どっちが不幸で、どっちが幸せか

 昔、「あいのり」で(そんな昔でもないか)僕がずっと思っている人生に対する疑問が取り上げられていて、
「こんな番組でこんな事を考えるんだ」
とビックリしたことがある。
 当時のメンバーは誰だか全く覚えていないけど、一行がガーナを回っている時の事だった。ガーナといえば、チョコレートの原料であるカカオの生産国。一行はカカオ畑を訪ねる事に。一家が営むその畑には驚いた事に、子供が働かされていた。途上国では子供でも立派な労働力で、小学校の低学年ともなると働くのは当たり前。彼らは学校にも行かず、朝から晩までひたすらカカオの実の皮を剥くのが仕事であった。一家で朝から晩まで働いても生活は苦しい。彼らが作るカカオはヨーロッパなどでは高値で取引されるのだが、ガーナからはまるで搾取のような形で買われていくのだ。
 で、ここで一番のポイントは
「彼らが今まで一度もチョコレートを食べた事がない」
という事だった。その原料をいくらでも作ってはいるが、その完成形を見たこともなければ、その甘さを味わった事もないのだ。ここでご一行の一人がいう
「俺はチョコレートを一枚持っている。自分たちがどんなものを作っているのか、せめて食べさせてあげたい。」
そして一人が返す
「それは一見優しさに見えるけど、彼らは今後の人生でチョコレートを再び味わう事はない。チョコレートを食べている時は幸せだろうけど、同時にもうこの味を味わう事は無いんだと理解する事になる。すごく残酷な事じゃないか?」
と。僕はまるで凄い面白いドキュメンタリーを見ているかのように、その後の展開に釘付けとなった。彼らの決断はチョコレートを食べさせて上げるに落ち着き、番組は子供たちの印象的な笑顔で終わった。

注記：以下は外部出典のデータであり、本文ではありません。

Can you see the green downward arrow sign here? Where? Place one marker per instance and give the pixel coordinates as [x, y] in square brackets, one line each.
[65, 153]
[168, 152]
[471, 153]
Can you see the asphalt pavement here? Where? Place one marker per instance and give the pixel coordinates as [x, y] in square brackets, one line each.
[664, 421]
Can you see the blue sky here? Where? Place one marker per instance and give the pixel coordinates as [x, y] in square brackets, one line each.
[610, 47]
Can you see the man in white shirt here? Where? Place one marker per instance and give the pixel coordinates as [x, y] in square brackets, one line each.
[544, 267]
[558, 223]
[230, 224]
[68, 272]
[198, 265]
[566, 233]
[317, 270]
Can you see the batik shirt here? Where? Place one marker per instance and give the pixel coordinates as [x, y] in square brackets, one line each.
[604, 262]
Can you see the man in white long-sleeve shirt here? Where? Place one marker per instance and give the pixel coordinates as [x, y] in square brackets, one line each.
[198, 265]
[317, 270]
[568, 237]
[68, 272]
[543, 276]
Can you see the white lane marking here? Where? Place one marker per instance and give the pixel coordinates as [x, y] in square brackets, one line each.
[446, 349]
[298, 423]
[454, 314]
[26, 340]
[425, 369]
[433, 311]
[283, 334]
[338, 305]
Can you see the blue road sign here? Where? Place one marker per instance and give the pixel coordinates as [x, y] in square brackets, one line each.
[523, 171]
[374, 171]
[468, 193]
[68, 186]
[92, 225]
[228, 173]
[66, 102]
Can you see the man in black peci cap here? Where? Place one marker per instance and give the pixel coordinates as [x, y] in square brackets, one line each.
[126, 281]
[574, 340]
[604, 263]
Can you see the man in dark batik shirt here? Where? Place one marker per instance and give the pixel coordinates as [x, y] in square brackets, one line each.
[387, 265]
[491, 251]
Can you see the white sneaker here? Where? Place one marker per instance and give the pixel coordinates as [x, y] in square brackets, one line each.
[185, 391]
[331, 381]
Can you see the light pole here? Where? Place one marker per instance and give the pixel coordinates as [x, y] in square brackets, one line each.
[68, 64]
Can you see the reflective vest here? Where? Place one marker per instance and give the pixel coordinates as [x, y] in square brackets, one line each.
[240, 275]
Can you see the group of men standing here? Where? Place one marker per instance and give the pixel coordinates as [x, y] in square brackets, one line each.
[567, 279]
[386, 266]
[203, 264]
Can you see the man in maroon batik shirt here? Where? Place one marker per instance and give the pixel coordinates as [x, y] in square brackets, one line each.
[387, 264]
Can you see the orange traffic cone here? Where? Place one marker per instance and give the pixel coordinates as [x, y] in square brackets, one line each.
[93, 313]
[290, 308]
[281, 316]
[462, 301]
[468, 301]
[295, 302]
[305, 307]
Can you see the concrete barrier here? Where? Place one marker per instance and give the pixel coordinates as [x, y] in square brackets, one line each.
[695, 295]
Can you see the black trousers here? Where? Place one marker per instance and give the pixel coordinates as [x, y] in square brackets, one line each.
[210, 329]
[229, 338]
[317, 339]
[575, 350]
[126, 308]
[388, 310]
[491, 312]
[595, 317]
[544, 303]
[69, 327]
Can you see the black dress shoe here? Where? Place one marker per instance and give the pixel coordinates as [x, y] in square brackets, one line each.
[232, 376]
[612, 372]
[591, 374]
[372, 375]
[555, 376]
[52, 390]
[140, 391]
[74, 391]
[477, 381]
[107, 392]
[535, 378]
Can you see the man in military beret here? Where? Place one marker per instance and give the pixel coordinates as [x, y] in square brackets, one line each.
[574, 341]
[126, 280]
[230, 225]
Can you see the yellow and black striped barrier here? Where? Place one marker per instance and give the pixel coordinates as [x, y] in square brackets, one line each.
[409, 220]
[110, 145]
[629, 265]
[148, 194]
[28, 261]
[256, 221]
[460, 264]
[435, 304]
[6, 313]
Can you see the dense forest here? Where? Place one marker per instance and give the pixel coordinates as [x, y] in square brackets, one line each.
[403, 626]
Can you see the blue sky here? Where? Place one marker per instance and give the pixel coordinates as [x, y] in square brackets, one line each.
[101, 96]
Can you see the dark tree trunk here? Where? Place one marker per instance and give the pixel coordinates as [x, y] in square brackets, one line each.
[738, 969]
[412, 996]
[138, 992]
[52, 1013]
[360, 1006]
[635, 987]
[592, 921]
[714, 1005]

・一度だけだけど、食べたことがある。また食べたいけどもう食べられない。
・どんなものか知らないから、食べたいとも思わない。

正解なんて誰にも分からないけど、何となく腑に落ちない何かを感じた。
 この
「知る不幸」と「知らない幸福」
について僕は未だに迷うことがある。変な話、この世の中の何かを知ればその分疑問や不満は増えていく。その何かを知ることがなければ迷うこともないわけで、ある意味では幸せと言える。知らないほうが幸せって何かおかしいけど、事実なんだよね。

 世の中にはすごく考える人と、あまり考えない人がいる。考える対象はなんでもいい。世界、社会、自分自身。「良く考える人」は色んな事を知ることになり、知識や気づきと共に、様々な疑問や不安、不満が生まれる。一方、「あまり考えない人」にはそれはない。どっちが幸福であるかは神のみぞ知るだが、個人的にはせめて自分の幸福や不幸に気づける人間でありたいと思う。